Back to the survey. When asked to list the key elements to maximize sales, the number one response was “lead quality and ROI” (52%). I suppose this explains why “better integrate and align with marketing” showed up as the highest ranked way to improve sales effectiveness (41%). That is, working more closely with sales would help marketing to generate better leads.
There’s just one problem with alignment: few people seem to do it. Only 16% of the respondents reported an “extremely collaborative” relationship between marketing and sales, although another 40% shrugged that they had “relatively good information sharing”.
Even scarier, less than half (42%) reported “any” formal programs, systems or processes to align sales and marketing, and only half of these (47%) said the programs were successful. That means three-quarters of the companies are not addressing alignment effectively.
One bright spot is that respondents do seem to recognize that the key to alignment is process, not technology. At least, that’s how I interpret their citing “limited processes and systems in place” as the largest challenge to integration (41%), followed by “reporting and organizational structures” (30%) and “siloed operations” (29%). The truly technical issues of “no shared data and real-time information” rank just sixth with 20%.
In terms of existing technology, 12% reportedly live in the paradise of a “well-integrated, real-time view of all customer interactions; readily accessible on-demand by all functions.” Another 37% report that “sales has good visibility into prospects, pipeline, deal flow and conversion rates”. But the other half lives poorly indeed: 20% report that “marketing hands off leads to sales and has no insight into conversion and close process”, 13% report that “most leads are never captured, qualified or acted on”, 11% have “no customer relationship management system or on-demand CRM service in place”, 7% “still use spreadsheets for tracking targets and prospects” and 1% just plain “don’t know”.
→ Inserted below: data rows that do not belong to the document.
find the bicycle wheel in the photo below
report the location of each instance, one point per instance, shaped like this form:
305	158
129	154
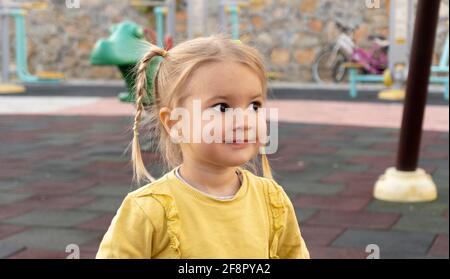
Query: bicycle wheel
340	72
324	68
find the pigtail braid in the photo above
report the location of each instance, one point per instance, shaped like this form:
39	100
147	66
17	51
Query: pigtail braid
139	170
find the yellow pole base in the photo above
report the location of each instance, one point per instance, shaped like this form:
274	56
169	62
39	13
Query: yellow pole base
392	94
9	88
405	186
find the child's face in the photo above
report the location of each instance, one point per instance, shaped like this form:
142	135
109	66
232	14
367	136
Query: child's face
221	89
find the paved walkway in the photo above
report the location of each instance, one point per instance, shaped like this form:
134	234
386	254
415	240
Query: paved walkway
63	175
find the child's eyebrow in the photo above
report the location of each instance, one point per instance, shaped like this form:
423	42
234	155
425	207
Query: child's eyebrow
226	97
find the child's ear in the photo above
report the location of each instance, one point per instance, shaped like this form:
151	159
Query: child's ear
164	116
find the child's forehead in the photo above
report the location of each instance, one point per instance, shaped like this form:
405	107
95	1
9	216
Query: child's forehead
226	78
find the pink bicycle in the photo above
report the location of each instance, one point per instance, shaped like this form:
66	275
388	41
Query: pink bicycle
330	63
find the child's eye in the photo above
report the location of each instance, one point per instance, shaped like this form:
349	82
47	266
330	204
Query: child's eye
255	106
221	107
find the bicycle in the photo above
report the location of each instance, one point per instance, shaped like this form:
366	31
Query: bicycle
330	64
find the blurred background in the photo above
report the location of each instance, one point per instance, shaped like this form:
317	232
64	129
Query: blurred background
337	72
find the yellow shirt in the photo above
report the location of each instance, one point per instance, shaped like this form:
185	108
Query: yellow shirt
169	219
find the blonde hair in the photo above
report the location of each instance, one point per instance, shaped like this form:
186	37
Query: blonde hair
171	76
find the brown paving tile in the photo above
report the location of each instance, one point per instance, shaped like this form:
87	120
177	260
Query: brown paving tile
440	246
321	252
318	235
7	230
331	202
359	189
39	254
57	202
57	187
101	223
348	219
13	210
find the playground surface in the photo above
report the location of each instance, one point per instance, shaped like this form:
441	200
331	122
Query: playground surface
64	172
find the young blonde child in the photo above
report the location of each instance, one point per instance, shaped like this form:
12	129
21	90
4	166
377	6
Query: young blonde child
209	205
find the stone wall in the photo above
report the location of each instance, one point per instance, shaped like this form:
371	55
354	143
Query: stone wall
289	33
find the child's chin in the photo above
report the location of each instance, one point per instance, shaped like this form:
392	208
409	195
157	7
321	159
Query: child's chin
238	158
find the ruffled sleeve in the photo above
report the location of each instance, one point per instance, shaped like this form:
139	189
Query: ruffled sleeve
286	239
173	222
145	226
130	234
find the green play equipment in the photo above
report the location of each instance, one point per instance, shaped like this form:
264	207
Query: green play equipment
124	48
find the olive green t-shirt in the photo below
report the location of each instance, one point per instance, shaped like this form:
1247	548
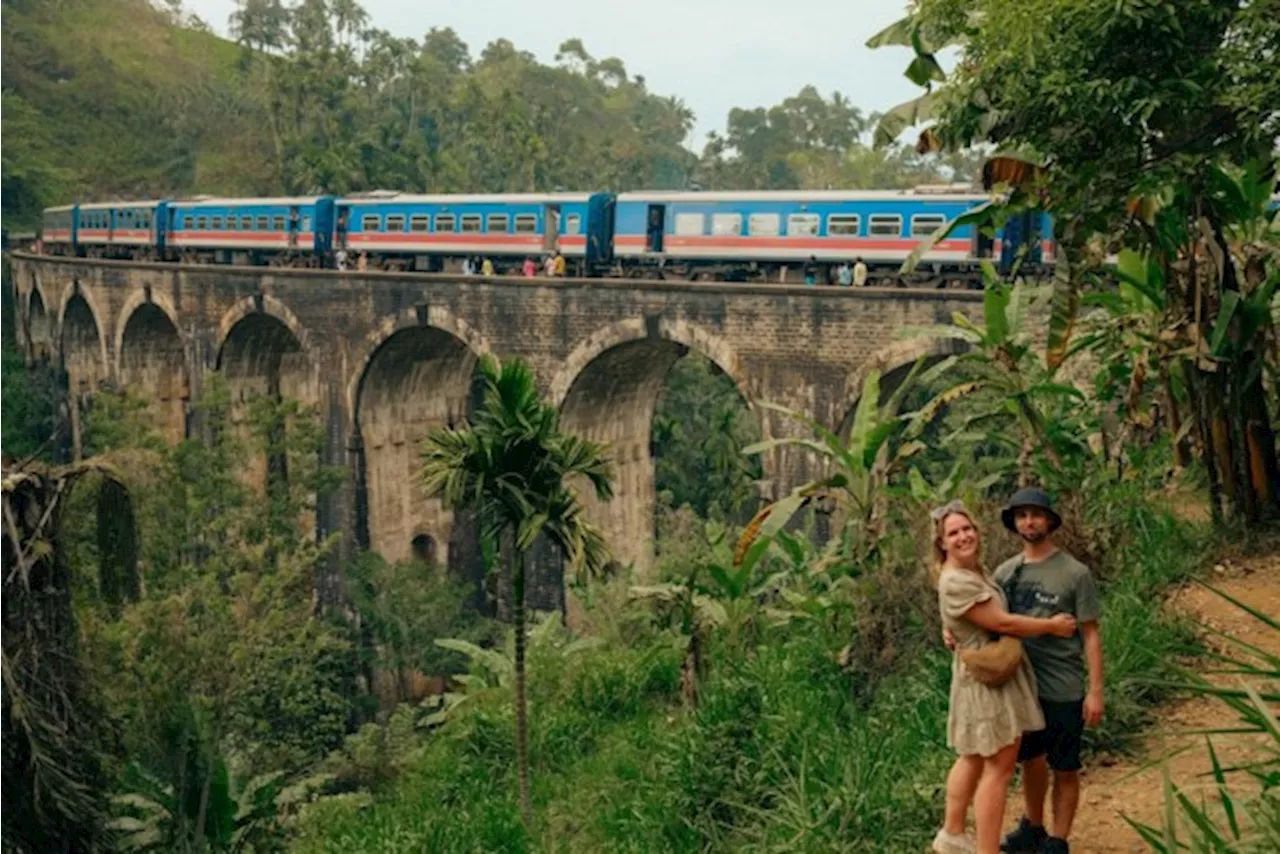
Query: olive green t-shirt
1059	584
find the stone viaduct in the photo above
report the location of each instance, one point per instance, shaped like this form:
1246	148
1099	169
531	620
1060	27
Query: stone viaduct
388	356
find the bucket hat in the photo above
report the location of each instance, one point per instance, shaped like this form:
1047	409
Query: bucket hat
1031	497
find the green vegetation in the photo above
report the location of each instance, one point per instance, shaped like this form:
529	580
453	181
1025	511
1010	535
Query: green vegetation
512	467
1235	818
168	677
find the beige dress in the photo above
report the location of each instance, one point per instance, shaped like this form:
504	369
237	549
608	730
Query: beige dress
982	718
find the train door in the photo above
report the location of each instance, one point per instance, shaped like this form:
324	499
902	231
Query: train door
551	228
983	241
342	225
656	227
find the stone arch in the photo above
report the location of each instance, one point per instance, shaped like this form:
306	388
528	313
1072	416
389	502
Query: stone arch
264	351
40	325
894	362
607	392
435	316
679	332
417	375
151	357
81	341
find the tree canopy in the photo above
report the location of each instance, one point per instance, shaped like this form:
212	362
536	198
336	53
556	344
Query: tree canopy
106	99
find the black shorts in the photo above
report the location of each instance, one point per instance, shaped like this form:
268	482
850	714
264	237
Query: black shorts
1060	739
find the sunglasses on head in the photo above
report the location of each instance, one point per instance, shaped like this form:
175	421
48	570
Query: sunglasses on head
947	508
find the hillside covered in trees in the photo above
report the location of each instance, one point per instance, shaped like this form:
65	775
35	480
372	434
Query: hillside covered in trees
104	99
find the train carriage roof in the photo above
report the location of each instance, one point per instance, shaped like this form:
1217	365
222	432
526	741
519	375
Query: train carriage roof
282	201
474	199
115	205
799	196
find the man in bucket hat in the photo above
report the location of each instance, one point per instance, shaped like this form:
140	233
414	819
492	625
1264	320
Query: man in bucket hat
1041	581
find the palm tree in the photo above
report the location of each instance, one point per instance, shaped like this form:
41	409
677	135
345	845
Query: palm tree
515	469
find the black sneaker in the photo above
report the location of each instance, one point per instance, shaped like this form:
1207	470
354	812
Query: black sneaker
1025	837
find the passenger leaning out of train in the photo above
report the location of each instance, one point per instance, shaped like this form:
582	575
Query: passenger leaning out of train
810	270
859	273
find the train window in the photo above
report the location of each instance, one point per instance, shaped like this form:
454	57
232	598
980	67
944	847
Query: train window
885	225
803	224
690	224
763	224
844	224
926	224
727	224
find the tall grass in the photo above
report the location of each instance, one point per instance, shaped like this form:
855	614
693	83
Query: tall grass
782	753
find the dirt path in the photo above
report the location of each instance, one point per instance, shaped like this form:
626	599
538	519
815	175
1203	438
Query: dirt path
1110	789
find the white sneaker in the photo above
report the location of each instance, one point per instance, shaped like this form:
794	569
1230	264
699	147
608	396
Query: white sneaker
947	843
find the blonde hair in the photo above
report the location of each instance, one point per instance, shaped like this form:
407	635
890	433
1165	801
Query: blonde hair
940	552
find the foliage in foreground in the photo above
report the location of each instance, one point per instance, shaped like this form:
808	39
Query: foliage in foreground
1239	811
782	752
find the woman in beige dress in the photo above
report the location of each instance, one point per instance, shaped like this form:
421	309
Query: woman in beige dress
986	724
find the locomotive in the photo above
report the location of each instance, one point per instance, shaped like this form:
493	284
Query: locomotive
763	236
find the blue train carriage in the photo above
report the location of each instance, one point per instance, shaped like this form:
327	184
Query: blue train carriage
775	234
280	232
126	229
58	229
435	232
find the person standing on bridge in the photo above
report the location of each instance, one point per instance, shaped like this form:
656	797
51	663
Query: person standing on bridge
859	273
810	270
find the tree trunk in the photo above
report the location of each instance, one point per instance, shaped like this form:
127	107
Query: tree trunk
1264	467
1208	450
1175	419
517	596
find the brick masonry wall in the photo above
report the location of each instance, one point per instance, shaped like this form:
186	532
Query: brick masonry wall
385	357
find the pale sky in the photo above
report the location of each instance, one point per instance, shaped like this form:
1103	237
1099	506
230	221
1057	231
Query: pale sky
714	54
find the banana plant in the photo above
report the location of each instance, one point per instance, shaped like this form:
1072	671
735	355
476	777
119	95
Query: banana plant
1020	400
880	446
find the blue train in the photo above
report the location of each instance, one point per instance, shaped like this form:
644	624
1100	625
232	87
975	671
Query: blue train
773	236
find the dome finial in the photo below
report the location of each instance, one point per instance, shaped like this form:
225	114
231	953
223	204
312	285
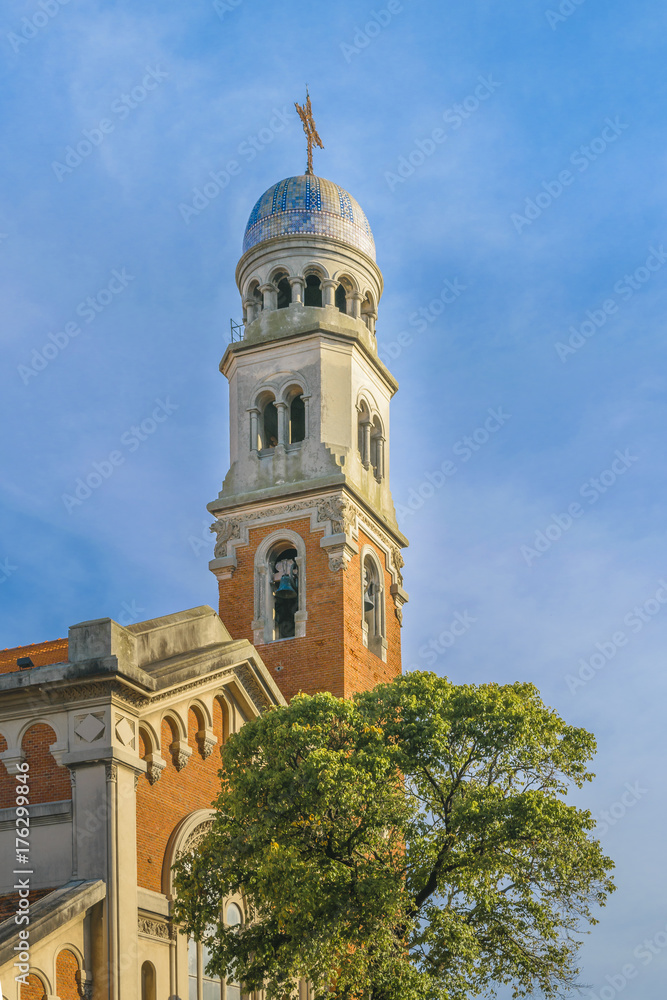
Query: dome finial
306	115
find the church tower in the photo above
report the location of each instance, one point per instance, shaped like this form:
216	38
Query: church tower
308	551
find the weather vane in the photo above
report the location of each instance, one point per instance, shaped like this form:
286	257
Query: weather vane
306	115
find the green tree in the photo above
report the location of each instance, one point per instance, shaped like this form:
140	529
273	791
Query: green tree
413	842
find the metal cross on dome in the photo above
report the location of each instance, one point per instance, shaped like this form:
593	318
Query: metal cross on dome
305	113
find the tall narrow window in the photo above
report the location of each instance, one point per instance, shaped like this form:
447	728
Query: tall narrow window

The numbers are somewhat similar for CRM systems. A lucky 13% report that CRM is “highly valued and widely deployed” and another 42% say it is “growing acceptance and adoption”. Again, the other half are in bad shape: 15% say the system is “difficult to customize and use”, 10% report a “high level of dissatisfaction”, and 21% have “no CRM system in place.”
Analytics are a slightly different story. A near-majority (46%) report that sales and marketing can both access customer analytics, while another 8% each report that only sales or only marketing have access. This leaves a little more than one-third flying blind.
Or is it really much worse? On the specific issue of “tracking and optimizing customer lifetime value and profitability”, just 6% said they had already made a “significant investment in analytics and programs.” Half the remainder (46%) are working on it, while the other half (48%) apparently are not.
But while just 6% have significantly invested in analytics, 24% list analytics as the best way for marketing to help sales to grow customer value. That was the most popular answer. The difference between 24% and 6% suggests an embarrassingly large gap between what marketers say and what they do.
Over all, it seems that about two-thirds of the companies have reasonably good customer data and analytic tools, but a much smaller elite--fewer than 15%--take full advantage of them.
Neale-May commented that marketing often does not have full access to CRM data. But he added that many marketers could make better use of the tools they do have available. Specifically, they must track prospects through the end of the sales process to understand what makes a quality lead. And producing higher quality leads is what really counts.